The man had taken me away from nature but it was also thanks to him that I was able to recover my place with her. All these crossed destinies have, in their own way, sharpened my mind and guided my steps towards the life I wanted to have, the man I wanted to become. I understood that like any human being I needed others to help me out, and that even if my childhood was happy thanks to nature, it alone was not enough. “Happiness is only real when shared,” wrote Christopher McCandless in Into the Wild after eating poisonous seeds, surrounded by landscapes as far as the eye could see but with an irremediably lonely heart. The moments when I could have fallen and not got up again are legion, but each stumble was followed by an outstretched hand with benevolence, this benevolence that I try to show today with my loved ones and in my profession, c ie skydiving. One might wonder why I have been practicing this extreme sport for thirty-five years now: am I going to seek death or the violence of the air? Is it a way to rediscover this ambiguous relationship that I have with nature, this eternal need to put myself in danger to feel its presence? Does playing with death with every jump bring me closer to life? These questions can affect anyone who has ever made the decision to jump out of a plane. But for me skydiving was more than a sport, it was a real school of life. My inner anger has come to calm down in contact with the air, each fall acts as an outlet and brings me a little closer to serenity. The competition taught me to surpass myself, the teaching, to support others in their personal development. And on the ground, it's hands clasped, smiles exchanged, it's constant contact with human beings. I was able to see life pass by in its many facets and sometimes metamorphose before me because it is a sport that can make you happy. The solitary child that I was chose a daily life with a thousand encounters, some of which transformed my life and still transform it today. It's an incessant flow of colored energies that brush against each other, intertwine, sometimes merge, sometimes rebound, but which I have always nourished myself with.
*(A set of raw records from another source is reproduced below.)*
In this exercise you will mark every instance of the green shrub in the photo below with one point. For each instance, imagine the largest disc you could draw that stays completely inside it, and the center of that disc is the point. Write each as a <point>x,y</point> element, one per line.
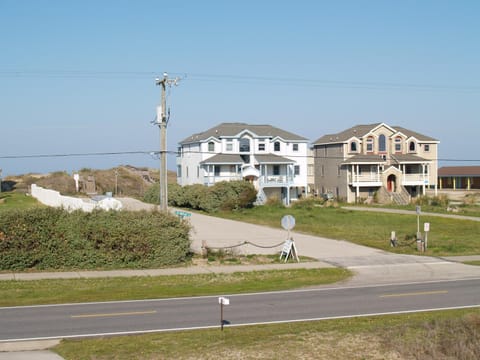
<point>48,238</point>
<point>225,195</point>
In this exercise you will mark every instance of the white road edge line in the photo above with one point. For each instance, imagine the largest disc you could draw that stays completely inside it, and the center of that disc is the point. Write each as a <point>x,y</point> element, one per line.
<point>139,332</point>
<point>321,289</point>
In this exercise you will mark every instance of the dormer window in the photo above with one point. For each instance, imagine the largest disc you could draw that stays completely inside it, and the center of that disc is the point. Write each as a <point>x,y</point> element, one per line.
<point>412,146</point>
<point>398,144</point>
<point>370,144</point>
<point>211,146</point>
<point>261,145</point>
<point>382,143</point>
<point>353,146</point>
<point>244,145</point>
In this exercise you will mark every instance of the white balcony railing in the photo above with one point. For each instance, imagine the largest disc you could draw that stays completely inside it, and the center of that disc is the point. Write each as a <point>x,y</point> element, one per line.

I started painting in 2000 after the death of my father, feeling the need to express a pain that I found difficult to put into words. Perhaps I had to sublimate all this violence linked to him since my birth into something artistic, to replace horror with beauty. That said, drawing was my lifelong companion. As a child, I took art lessons; we were each entitled to a delimited space to paint on the wall, but feeling unable not to exceed I ended up taking up all the space to the detriment of my comrades. I needed space and elements to create, I made sculptures with bread crumbs, I broke everything to see what was inside. I knew that staying curious would help me move forward no matter what. It is certainly the pain that pushed me to make paintings, but painting also helps me to calm down in relation to daily tensions and to see the world around me more clearly. Indeed, there are links between man and nature that I wanted to represent by lines reminiscent of the DNA molecule. Nature will always end up regaining the upper hand over man, whose end is inevitable. Despite this, it is appropriate for man to remember this: sadness, violence or the unfortunate vagaries of life must never prevent him from remaining joyful, just as a painting must never cease to shine with its bursts of color. despite the dark reality that it can sometimes bring out.

My painting takes the form of a fight, a fight between nature and man, between life and death, and perhaps even that of my own fight. What is the purpose of man on Earth? Who is the true master, man or nature? Is human decay certain? These questions will remain unanswered for a long time, but I like to think that painting, as well as art in general, brings us ever closer to the truth. I will therefore continue to seek it tirelessly at the end of my brushes.